We usually hang out at that theatre anyway, and what kills me is all these ricers will show up, and as soon as a cop pulls through, they scatter and speed off, like he was there for them. We are allowed to be there, the cops are just making rounds, but maybe it makes these ricers feel like outlaws ot something. We just stand there, shaking our heads.
 
Waste of money!

Yes I suffered through this pathetic movie too! At least I only paid $5.50 at our small local theater. A few towns away they had the local mitsu dealer with cars all parked up on the sidewalk and a gay little car show in the very front of the lot. Lots of unpaited body kits and such. If you want to get an idea as to how this movie looks on the big screen just put your Gran Turismo on a bigger screen! They did a lot of 100MPH 90 deg. turns and a colored exhaust matching the color of the car!?! Is this going to be the next fad? I don't see the EPA going for it much. It was nice to see some american muscle, but way too many "Year One" stickers and banners. They must have paid a fortune for all the advertising! Then of coarse the little rice rockets outrun these factory monsters. What a joke! I wouldn't even suggest renting it. Kind of like the Smokie and the Bandit sequeals, not worth watching cause it never gets any better.

Ryan
 
Yeah, I forgot about the Year One crap. Ever muscle car had the logo on the windshield and on the front license plate. Did you see the year one banner at the rice shop during the jet ski races? Like any ricers even KNOW what Year One is. :)
 
Originally posted by WakkoSS
After the movie, the cops were out in force pickin people off for bein stupid. I only raced one guy...in a Moosewang...and my date was laughing so hard as we passed him I thought she was gonna piss on my seats.

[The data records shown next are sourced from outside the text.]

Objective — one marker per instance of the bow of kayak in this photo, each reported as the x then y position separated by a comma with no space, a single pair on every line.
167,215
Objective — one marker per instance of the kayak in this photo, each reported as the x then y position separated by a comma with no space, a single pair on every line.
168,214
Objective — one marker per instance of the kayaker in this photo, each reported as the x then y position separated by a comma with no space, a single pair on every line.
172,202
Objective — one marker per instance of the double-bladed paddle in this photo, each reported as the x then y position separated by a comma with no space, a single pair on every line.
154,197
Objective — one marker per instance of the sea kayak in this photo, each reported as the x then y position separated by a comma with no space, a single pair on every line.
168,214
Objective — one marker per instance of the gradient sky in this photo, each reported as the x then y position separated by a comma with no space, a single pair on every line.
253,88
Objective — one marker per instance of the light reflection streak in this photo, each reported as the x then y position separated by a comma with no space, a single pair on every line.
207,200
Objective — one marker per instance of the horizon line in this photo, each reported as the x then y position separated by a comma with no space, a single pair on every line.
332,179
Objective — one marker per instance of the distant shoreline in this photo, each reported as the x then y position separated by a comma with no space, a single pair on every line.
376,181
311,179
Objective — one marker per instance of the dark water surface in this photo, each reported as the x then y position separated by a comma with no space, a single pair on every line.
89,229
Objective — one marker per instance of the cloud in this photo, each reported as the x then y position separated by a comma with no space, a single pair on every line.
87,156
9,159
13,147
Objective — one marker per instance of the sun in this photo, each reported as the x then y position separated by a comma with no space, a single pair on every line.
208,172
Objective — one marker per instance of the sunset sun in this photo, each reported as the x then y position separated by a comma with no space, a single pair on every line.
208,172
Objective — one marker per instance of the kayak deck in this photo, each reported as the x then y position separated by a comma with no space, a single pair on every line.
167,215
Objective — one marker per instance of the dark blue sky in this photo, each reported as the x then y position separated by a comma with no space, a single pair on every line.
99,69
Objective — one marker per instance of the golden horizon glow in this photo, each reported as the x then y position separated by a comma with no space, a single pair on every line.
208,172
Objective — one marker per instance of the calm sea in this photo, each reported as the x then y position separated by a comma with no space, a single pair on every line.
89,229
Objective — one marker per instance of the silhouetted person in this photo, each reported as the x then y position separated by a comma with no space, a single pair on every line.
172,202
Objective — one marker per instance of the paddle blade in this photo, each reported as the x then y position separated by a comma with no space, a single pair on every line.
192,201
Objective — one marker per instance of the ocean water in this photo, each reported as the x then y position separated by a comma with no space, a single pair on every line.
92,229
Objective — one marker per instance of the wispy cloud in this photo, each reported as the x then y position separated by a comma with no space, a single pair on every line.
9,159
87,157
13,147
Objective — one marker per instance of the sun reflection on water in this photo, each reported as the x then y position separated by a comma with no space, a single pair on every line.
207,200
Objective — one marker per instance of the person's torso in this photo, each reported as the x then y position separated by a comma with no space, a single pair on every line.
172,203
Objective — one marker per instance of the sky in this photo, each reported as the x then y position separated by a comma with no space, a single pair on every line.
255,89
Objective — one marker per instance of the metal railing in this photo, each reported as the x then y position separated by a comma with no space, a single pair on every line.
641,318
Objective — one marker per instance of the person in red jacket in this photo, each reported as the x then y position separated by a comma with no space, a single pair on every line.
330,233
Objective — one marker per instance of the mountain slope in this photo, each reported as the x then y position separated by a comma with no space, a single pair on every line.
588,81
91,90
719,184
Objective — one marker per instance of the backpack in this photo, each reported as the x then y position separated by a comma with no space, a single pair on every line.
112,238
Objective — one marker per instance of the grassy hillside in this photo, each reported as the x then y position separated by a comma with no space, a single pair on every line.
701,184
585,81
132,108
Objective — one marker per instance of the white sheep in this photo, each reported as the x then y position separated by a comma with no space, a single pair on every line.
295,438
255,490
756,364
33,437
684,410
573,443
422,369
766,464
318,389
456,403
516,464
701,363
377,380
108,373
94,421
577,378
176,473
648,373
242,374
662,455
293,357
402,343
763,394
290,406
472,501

Well it is midly amusing to imagine a cop in a grand national picking on rustangs after the movie:D By the way what kinda times does your Gn run Wakko??
 
I got a 12.84 at 104 with the dump open and some Xylene, 18 psi. I figure she's worth low to mid 13's in street trim. I don't do much street racing, usually just stoplight to 60 or so too. Just not worth it. Last night though, I couldn't resist showing off a little. :)
 
Originally posted by WakkoSS
After the movie, the cops were out in force pickin people off for bein stupid. I only raced one guy...in a Moosewang...and my date was laughing so hard as we passed him I thought she was gonna piss on my seats.

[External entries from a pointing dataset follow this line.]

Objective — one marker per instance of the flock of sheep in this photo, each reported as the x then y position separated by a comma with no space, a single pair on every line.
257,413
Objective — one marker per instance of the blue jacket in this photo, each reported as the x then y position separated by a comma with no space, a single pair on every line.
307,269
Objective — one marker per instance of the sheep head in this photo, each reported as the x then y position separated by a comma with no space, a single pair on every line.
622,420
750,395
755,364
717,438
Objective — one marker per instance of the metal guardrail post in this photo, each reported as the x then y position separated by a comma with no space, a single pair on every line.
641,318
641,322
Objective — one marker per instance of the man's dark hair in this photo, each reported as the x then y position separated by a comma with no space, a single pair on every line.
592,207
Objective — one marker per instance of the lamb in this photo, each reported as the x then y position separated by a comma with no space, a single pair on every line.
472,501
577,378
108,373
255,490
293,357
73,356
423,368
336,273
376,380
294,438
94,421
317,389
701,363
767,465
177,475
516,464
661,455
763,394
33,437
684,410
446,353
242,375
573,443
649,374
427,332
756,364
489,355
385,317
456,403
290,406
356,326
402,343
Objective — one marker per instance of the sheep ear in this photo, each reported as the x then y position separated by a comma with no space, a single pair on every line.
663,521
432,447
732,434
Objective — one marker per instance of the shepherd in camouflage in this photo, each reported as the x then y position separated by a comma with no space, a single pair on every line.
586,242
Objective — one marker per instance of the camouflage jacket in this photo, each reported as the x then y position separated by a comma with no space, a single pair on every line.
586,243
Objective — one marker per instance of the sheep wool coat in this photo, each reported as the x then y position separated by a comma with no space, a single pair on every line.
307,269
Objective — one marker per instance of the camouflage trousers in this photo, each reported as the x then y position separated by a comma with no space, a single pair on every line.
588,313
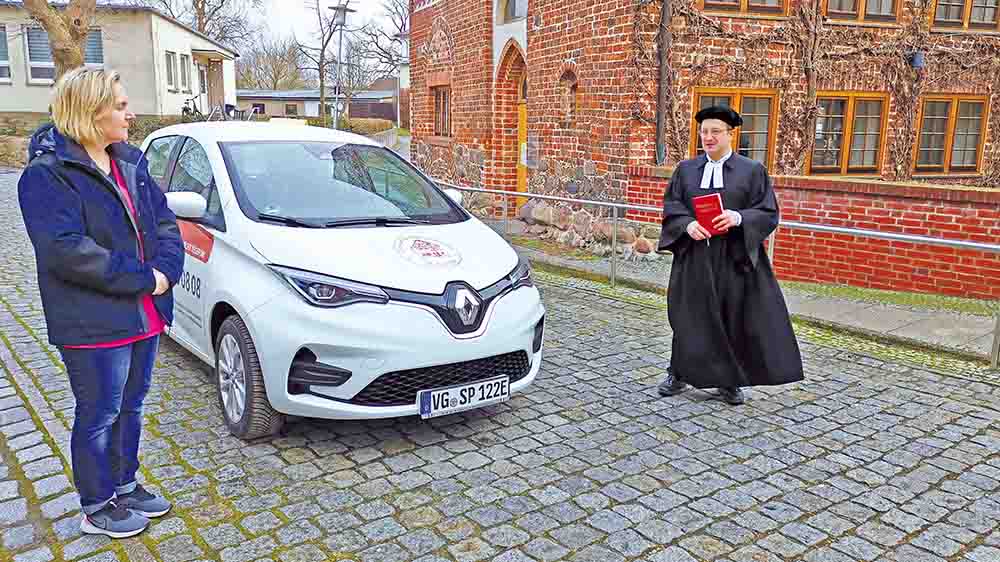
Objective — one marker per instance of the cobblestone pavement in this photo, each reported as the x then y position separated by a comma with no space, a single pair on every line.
866,460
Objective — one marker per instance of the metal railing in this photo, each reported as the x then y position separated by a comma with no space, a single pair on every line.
388,138
617,207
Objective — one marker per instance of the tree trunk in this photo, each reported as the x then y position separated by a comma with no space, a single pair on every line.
322,85
665,83
812,54
67,30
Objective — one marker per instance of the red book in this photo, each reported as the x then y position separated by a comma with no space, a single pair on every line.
706,208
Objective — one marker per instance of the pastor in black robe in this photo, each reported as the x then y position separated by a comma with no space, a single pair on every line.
729,318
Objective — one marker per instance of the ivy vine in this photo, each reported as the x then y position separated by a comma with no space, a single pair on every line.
816,54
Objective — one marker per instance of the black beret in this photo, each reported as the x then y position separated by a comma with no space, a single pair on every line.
720,112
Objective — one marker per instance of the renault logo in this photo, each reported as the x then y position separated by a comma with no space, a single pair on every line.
466,305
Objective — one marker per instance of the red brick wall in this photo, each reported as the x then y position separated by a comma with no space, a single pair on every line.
728,63
958,213
591,39
467,26
502,168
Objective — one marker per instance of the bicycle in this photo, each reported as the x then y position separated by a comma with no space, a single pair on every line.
191,109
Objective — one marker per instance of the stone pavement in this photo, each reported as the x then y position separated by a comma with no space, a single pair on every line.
865,460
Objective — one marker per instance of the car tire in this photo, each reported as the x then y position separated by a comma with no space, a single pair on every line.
240,383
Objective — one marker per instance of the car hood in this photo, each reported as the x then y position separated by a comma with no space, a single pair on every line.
420,258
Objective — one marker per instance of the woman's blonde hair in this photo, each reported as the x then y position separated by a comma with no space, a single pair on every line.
80,95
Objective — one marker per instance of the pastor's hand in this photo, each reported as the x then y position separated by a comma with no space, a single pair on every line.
728,219
162,284
697,231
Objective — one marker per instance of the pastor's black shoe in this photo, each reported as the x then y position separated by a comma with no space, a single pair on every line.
671,386
732,395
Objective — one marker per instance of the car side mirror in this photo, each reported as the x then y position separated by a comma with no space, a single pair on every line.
187,204
455,195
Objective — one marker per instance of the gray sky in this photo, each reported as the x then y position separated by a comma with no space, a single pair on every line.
284,17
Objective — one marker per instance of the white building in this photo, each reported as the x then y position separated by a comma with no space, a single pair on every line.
163,63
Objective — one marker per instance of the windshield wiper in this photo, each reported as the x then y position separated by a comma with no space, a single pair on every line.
290,221
377,221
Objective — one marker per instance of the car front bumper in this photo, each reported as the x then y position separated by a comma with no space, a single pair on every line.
395,339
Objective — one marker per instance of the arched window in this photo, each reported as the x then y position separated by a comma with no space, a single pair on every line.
569,95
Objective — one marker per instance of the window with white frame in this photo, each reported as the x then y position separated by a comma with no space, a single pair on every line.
202,80
41,65
171,70
185,73
4,56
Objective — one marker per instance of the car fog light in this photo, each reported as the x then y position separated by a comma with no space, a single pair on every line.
322,292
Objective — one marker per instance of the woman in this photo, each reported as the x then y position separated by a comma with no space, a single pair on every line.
108,252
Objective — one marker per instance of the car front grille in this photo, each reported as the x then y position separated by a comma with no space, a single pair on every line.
400,388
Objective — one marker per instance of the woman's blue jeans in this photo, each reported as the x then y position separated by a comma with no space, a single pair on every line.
109,385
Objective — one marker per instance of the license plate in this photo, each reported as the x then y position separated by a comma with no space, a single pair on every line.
442,401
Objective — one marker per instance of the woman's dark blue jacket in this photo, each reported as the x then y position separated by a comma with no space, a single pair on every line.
90,275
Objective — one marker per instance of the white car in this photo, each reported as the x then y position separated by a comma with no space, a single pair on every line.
326,277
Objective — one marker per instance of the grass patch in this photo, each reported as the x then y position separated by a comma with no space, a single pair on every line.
573,273
946,362
553,248
918,300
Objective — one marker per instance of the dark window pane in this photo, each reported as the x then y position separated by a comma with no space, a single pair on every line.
843,7
829,133
949,11
755,130
880,8
965,148
709,101
984,12
867,133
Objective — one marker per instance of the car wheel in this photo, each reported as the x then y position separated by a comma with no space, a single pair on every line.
242,394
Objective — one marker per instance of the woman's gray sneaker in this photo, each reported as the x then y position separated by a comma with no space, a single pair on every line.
144,503
115,521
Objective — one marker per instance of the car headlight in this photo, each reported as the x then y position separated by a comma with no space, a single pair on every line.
326,291
521,276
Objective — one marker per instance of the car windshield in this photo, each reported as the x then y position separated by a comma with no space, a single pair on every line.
323,184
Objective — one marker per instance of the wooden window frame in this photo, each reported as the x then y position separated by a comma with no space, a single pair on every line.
443,129
737,95
861,16
946,168
844,168
744,9
5,62
170,62
967,24
502,6
184,71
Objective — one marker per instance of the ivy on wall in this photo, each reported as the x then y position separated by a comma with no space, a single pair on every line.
816,54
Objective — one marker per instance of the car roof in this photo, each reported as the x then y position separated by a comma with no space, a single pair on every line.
227,131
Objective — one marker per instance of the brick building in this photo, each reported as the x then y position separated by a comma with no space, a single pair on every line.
846,101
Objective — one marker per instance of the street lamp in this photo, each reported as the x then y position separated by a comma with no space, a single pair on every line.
404,59
339,19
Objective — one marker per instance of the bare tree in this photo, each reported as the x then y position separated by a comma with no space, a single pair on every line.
382,42
358,71
315,56
271,64
67,27
226,21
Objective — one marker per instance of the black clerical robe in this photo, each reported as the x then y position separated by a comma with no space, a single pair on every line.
729,318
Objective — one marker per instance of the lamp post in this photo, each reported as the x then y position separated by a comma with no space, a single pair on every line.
404,59
339,19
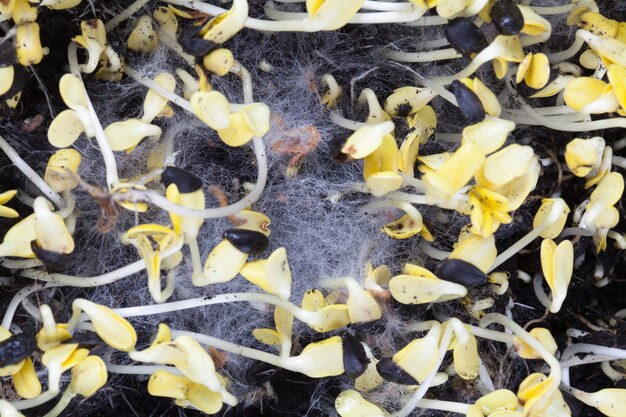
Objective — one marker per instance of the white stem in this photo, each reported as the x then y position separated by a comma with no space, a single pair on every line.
568,53
259,150
17,299
39,182
428,21
419,394
20,263
103,142
555,213
450,406
547,10
162,91
339,120
125,14
196,261
237,349
539,292
65,400
577,348
84,282
492,335
34,402
428,56
555,368
299,313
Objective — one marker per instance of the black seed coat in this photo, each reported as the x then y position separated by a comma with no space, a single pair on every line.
247,241
461,272
469,103
465,36
354,358
507,17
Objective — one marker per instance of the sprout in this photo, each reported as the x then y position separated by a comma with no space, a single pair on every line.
503,49
419,286
468,102
28,44
5,197
370,378
455,173
487,98
375,113
407,226
185,189
319,359
187,392
461,272
226,260
507,17
406,101
60,359
280,337
489,135
497,403
590,95
151,240
51,334
584,156
423,124
557,264
7,78
185,354
69,124
362,306
489,210
272,275
544,211
601,215
465,36
8,410
476,250
15,361
219,61
617,79
62,170
609,401
453,8
332,95
88,376
17,241
351,404
60,4
538,393
143,37
539,399
534,70
155,105
126,135
234,128
543,336
51,233
93,39
109,326
419,357
224,26
367,139
512,172
380,168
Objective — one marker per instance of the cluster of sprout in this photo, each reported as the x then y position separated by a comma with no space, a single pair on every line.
483,179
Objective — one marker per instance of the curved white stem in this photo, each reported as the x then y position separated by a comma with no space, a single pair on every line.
39,182
103,142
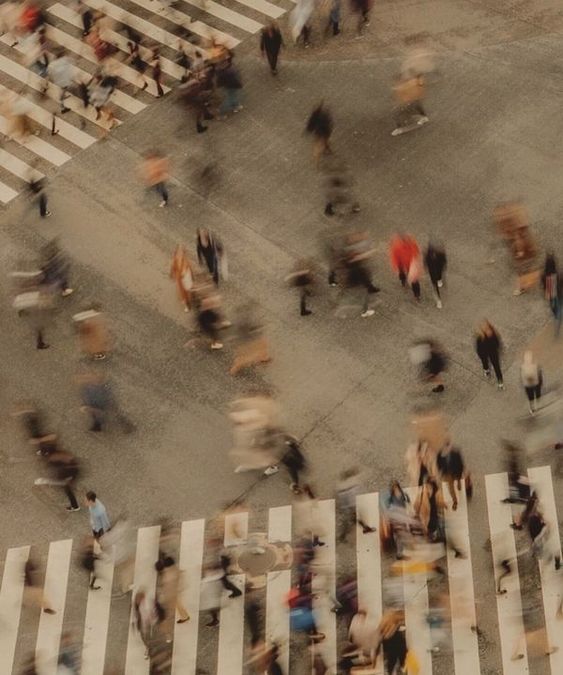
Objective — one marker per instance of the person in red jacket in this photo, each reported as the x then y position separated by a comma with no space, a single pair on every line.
406,261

you know what would be really funny, is if when someone beats you, and you get up next to them again, you pull out your badge, show it to them and say something like, 'boy, your in a heep of trouble!'

that would be funny.. :D

-Neil
 
Nope, it'd be me in the heap of trouble, not them. There's a reason my tag says "Mr. Hyd" though. ;) Oh, check out the Jr. Dragster for sale thread, Neil.
 
Haven't seen the film yet, may just wait for the DVD (or just ignore it). My problem is all these ricer wannabees who, for at least the next few months think they are in the movie and want to drive in commute traffice at 90 to 100 plus. Just had 4 killed last week in a head on. Cops still investigating when I saw the news. Told my daughter that from looks of the cars it was excessive speed. Next day facts! Accura doing 100+ lost control, crossed divider, BOOM! Seems like I see a couple of these jerks averyday. I like fast, but there is a time and place.